La storia di un’amicizia, dunque, grande come può essere l’amicizia solo a sedici anni, assoluta, esclusiva, devastante. Un rapporto più “violento” e coinvolgente dell’amore, che può essere capace di spezzare il cuore.
L’amico ritrovato è uno di quei libri che all’ultima pagina ti lasciano una voragine dentro, che a guardarci in fondo nasconde i rimpianti, le ferite e i sorrisi di un’età che ciascuno custodisce, gelosamente, tra le pieghe della vita. E’ un inno all’amicizia e al coraggio di vivere, malgrado tutto.
L’amicizia tra i due adolescenti protagonisti del romanzo, gli eventi tragici della Germania nazista sono il punto di partenza dal quale prende le mosse lquesta scrittura scenica de L’amico ritrovato, interamente tesa a metabolizzare il vissuto e la Storia e a tradurre, in pratiche inventive, l’imprinting narrativo dell’infanzia dei due protagonisti.
L’allestimento tenta, inoltre, di coniugare l’identità personale, di chi ha letto e amato questo libro, con le esperienze preesistenti di chi lo ripropone e lo mette in scena.

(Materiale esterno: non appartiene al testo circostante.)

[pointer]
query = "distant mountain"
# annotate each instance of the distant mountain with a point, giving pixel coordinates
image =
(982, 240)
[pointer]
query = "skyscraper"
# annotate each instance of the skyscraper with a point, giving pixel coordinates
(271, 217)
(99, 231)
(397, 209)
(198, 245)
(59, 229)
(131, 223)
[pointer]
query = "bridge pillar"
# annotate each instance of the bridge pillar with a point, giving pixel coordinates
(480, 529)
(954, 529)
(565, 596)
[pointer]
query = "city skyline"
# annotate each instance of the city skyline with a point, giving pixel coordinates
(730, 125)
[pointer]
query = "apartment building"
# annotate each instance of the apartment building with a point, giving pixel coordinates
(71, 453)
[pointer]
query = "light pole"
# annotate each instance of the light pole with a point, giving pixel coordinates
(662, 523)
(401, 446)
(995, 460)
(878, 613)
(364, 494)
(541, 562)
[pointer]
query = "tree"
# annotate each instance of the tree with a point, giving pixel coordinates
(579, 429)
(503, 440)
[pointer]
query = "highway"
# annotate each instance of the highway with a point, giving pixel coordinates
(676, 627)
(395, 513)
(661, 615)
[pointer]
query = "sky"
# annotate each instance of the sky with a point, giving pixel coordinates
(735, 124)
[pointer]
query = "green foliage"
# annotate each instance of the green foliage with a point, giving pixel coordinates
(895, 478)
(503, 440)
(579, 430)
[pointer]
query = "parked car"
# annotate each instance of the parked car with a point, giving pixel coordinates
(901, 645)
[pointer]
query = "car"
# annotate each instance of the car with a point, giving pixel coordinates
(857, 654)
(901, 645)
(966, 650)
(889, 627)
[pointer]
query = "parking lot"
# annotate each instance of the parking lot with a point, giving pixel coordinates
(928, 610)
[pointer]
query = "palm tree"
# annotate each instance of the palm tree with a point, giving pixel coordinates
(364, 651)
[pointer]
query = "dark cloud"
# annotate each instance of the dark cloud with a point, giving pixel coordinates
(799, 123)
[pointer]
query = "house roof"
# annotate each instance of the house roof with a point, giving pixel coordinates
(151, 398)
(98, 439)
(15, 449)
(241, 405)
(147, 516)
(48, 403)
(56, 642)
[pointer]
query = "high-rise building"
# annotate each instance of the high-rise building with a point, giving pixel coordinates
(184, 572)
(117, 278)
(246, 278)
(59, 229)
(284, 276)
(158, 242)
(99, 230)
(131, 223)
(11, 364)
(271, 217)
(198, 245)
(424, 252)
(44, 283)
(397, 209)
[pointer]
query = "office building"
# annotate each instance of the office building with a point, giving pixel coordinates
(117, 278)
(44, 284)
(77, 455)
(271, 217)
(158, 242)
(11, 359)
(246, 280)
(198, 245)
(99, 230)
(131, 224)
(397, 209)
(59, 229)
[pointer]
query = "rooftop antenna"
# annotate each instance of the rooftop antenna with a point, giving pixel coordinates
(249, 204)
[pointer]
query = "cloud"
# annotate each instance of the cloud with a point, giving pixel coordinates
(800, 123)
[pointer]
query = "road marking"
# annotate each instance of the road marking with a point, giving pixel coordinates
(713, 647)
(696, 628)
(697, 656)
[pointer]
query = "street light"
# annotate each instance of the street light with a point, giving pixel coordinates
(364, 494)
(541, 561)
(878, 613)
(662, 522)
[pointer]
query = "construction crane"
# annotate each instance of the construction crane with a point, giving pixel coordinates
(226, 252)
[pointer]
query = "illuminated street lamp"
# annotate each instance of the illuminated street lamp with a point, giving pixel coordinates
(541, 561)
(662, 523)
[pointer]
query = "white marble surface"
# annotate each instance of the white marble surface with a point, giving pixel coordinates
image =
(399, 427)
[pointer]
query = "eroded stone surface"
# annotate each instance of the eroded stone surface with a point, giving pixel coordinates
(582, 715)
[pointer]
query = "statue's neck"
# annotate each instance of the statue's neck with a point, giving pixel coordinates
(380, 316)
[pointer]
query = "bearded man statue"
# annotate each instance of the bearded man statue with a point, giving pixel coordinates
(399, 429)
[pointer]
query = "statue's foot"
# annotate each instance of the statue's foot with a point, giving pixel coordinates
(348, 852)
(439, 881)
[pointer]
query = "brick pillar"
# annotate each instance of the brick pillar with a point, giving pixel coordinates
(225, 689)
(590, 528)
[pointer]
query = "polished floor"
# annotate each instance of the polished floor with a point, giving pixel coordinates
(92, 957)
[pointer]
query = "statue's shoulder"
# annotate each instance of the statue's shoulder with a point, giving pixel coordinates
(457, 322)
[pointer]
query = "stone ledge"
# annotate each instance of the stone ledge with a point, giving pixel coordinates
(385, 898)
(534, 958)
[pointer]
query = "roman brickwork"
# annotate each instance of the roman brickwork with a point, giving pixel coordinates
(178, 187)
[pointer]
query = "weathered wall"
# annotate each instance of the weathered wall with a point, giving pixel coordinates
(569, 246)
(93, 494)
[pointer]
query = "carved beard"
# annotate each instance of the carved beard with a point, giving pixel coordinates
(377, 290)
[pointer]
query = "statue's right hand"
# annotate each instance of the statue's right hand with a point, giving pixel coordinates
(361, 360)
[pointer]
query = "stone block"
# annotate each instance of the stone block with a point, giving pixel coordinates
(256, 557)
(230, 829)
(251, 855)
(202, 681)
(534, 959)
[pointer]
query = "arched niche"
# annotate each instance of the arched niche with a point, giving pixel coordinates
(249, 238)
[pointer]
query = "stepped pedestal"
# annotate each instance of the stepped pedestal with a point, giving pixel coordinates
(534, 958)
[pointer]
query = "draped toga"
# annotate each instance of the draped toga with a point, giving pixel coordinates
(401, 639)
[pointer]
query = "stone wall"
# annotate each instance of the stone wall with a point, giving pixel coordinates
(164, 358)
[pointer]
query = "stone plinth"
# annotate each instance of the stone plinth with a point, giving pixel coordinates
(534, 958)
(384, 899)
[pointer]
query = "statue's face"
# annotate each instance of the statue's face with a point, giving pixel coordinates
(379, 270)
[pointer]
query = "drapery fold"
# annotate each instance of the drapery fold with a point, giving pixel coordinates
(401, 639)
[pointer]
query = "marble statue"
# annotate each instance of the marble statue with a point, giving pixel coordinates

In questo spettacolo la voglia e l’esigenza di “raccontare” reagiscono alle sollecitazioni di un teatro che non presenta, né mira, a definire modelli unitari di “attore”, “spettacolo”, “dramma”, ma si rinnova, piuttosto, nel rendere teatrali elementi di realtà che, in origine, non lo sono affatto.
Un teatro, insomma, che richiede a chi lo avvicina, non tanto capacità tecniche predeterminate, ma soprattutto la tenace volontà di farsi teatro.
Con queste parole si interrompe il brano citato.